Ook kan je bij een subsidie geen activiteiten afdwingen. Dit kan wel indien je een

uitvoeringsovereenkomst naast de subsidiebeschikking legt, maar indien de gemeente eisen gaat stellen die er voor zorgen dat de gemeente (veel) grip krijgt op de uitvoering van activiteiten, kan alsnog sprake zijn van een opdracht. Indien de uitvoeringsovereenkomst niet is opgesteld, kan er ook geen sprake zijn van een opdracht, het ontbreekt immers aan een bezwarende titel. Dus hoe meer grip en hoe gedetailleerder de gemeente beschrijft, hoe eerder sprake is van een opdracht. Bij dit onderdeel zit dan ook de meeste bewegingsruimte voor de gemeente. Willen zij dat er sprake is van een subsidie dan moeten zij zorgen dat ze vrijwel geen grip hebben op de uitvoering van de

activiteiten. Willen zij dat er sprake is van een aan te besteden opdracht, dan moeten zij een overeenkomst opstellen, dit brengt met zich mee dat zij veel grip kunnen uitoefenen op de activiteiten die worden uitgevoerd.

Als je kijkt naar het belang, is er sprake van subsidie indien er geld wordt verstrekt in het algemeen belang. Wordt het belang van de gemeente zelf gediend, dan is er sprake van een opdracht. Wettelijke taken van de gemeente vallen onder het algemeen belang, dat is af te leiden uit de jurisprudentie.

Daarnaast merk ik op dat aan de vijfde vraag (derden) geen grote waarde wordt gehecht, in veel dossiers komt dit punt namelijk vaak niet naar voren. Ook in de jurisprudentie worden er over dit punt geen uitspraken gedaan.

Indien er toch een onjuiste keuze wordt gemaakt zijn er risico’s voor de gemeente. Nationaal gezien kunnen benadeelde partijen, op basis van een onrechtmatige daad, een procedure starten bij de rechter en kan de gemeente een niet-instemmende accountantsverklaring ontvangen. Ook moeten de regels van het Europese recht in acht worden genomen. De Europese Commissie komt in beeld indien dit niet wordt gedaan. De Commissie kan mogelijk oordelen dat er sprake is van staatssteun en dan moet de subsidie worden teruggevorderd. Daarnaast kan het HvJ EU een boete aan de lidstaat opleggen, die de lidstaat vervolgens weer kan verhalen op de betreffende gemeente.

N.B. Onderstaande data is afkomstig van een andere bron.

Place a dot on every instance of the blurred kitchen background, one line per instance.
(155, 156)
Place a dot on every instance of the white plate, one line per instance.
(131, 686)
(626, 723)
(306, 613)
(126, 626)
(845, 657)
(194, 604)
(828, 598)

Het advies dat aan de gemeente Westland gegeven kan worden, is dat er op voorhand (dus bij de het eerste gesprek) naar de bovenstaande vragen moet worden gekeken. Daarbij kan gedacht worden aan een checklist die de gemeente invult samen met de andere partij. Op die manier ben je voor dat je, als je er eenmaal in zit, niet de antwoorden kan benoemen op voorgaande vragen. In situaties waar je al in het grijze gebied zit, kan door middel van de antwoorden in dit onderzoek, op

openstaande vragen in worden gegaan. Het is van belang om ook goed met de wederpartij te praten over hoe die ertegenaan kijken. Dit moet er uiteindelijk voor zorgen dat de gemeente tegen minder risico’s aanloopt.